La acreditación del régimen económico matrimonial legal extranjero del comprador: Es suficiente la manifestación

Resolución de la DGRN de 7 de septiembre de 2018:
 
En una escritura de compraventa la compradora de nacionalidad española y no residente en España manifiesta que está «casada bajo el régimen económico matrimonial legal alemán. El registrador suspende la inscripción porque el régimen legal económico-matrimonial alemán de participación en ganancias, le permite adquirir la finca con carácter privativo y por tanto disponer en el futuro libremente de ella y no se aporta prueba ni dato alguno que sustenten esta manifestación, por lo que no puede saberse con certeza si efectivamente el régimen económico-matrimonial es el que como legal supletorio rige en Alemania. El notario autorizante, por su parte, alega que el artículo 92 del Reglamento Hipotecario es claro respecto de la forma de practicar la inscripción a favor de los adquirentes cuyo régimen económico-matrimonial estuviere sometido a la ley extranjera, difiriendo cualesquiera cuestiones de prueba al momento posterior en que se realicen actos sobre el derecho inscrito, y  que la tesis del registrador, literalmente entendida, implica que toda persona cuyo matrimonio esté sujeto a un régimen matrimonial legal debería, antes de inscribir sus adquisiciones, tramitar el acta de notoriedad prevista en el artículo 55 de la Ley del Notariado.

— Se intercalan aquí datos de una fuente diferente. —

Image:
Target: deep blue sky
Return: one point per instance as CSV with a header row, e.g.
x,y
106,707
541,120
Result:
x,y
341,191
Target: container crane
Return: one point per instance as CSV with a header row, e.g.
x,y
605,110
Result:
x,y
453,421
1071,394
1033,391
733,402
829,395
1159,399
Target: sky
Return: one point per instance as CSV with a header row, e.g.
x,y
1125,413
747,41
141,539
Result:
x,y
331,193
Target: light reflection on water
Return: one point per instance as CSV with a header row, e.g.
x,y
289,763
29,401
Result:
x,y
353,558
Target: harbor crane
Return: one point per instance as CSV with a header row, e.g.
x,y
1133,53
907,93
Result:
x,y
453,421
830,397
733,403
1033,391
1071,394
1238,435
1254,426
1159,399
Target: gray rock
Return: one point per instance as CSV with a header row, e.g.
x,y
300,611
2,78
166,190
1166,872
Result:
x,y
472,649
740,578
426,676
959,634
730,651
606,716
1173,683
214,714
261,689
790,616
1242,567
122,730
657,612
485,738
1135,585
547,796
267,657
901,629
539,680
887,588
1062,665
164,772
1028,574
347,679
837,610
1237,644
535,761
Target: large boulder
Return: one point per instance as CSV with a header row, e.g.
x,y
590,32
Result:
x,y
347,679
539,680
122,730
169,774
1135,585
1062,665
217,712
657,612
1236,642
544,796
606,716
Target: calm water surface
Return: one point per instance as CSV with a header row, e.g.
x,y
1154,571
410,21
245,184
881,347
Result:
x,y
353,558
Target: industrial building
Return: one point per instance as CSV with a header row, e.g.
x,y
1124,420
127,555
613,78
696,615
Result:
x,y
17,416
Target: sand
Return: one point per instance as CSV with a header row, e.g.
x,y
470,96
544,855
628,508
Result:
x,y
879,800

El sistema español de seguridad jurídica preventiva tiene como uno de sus pilares básicos la publicidad de la titularidad del dominio y demás derechos reales sobre bienes inmuebles. Tratándose de adquisiciones llevadas a cabo por personas cuyo régimen económico-matrimonial esté sujeto a una ley extranjera, la finalidad de publicar una situación jurídica cierta no se ve modificada por dicha circunstancia. Esta oposición entre la exigencia legal de publicar en toda su extensión el derecho adquirido y las dificultades para determinar cuál ha de ser el régimen matrimonial legalmente aplicable ha sido cuestión de preocupación ya desde antiguo para nuestra jurisprudencia y para este Centro Directivo. A esta dificultad pretende dar respuesta el artículo 92 del Reglamento Hipotecario. Así, frente a la regla general de nuestro sistema registral, que exige que esté claramente determinada la extensión de los derechos inscritos en el Registro de la Propiedad (artículo 51.6.ª Reglamento Hipotecario), y aunque, desde un punto de vista estrictamente dogmático, para la adquisición de un bien por extranjero casado debería acreditarse el régimen económico en ese momento, a fin de inscribir dicho bien según la determinación de dicho régimen, tal y como preceptúa el artículo 51.9.aa), del Reglamento Hipotecario, lo cierto es que tales reglas están ciertamente flexibilizadas para los supuestos de inscripción de bienes a favor de adquirentes casados sometidos a legislación extranjera, pues no se exige la acreditación «a priori» del régimen económico-matrimonial, bastando que la inscripción se practique a favor del adquirente o adquirentes casados, haciéndose constar en la inscripción que se verificará con sujeción a su régimen matrimonial (artículo 92 Reglamento Hipotecario).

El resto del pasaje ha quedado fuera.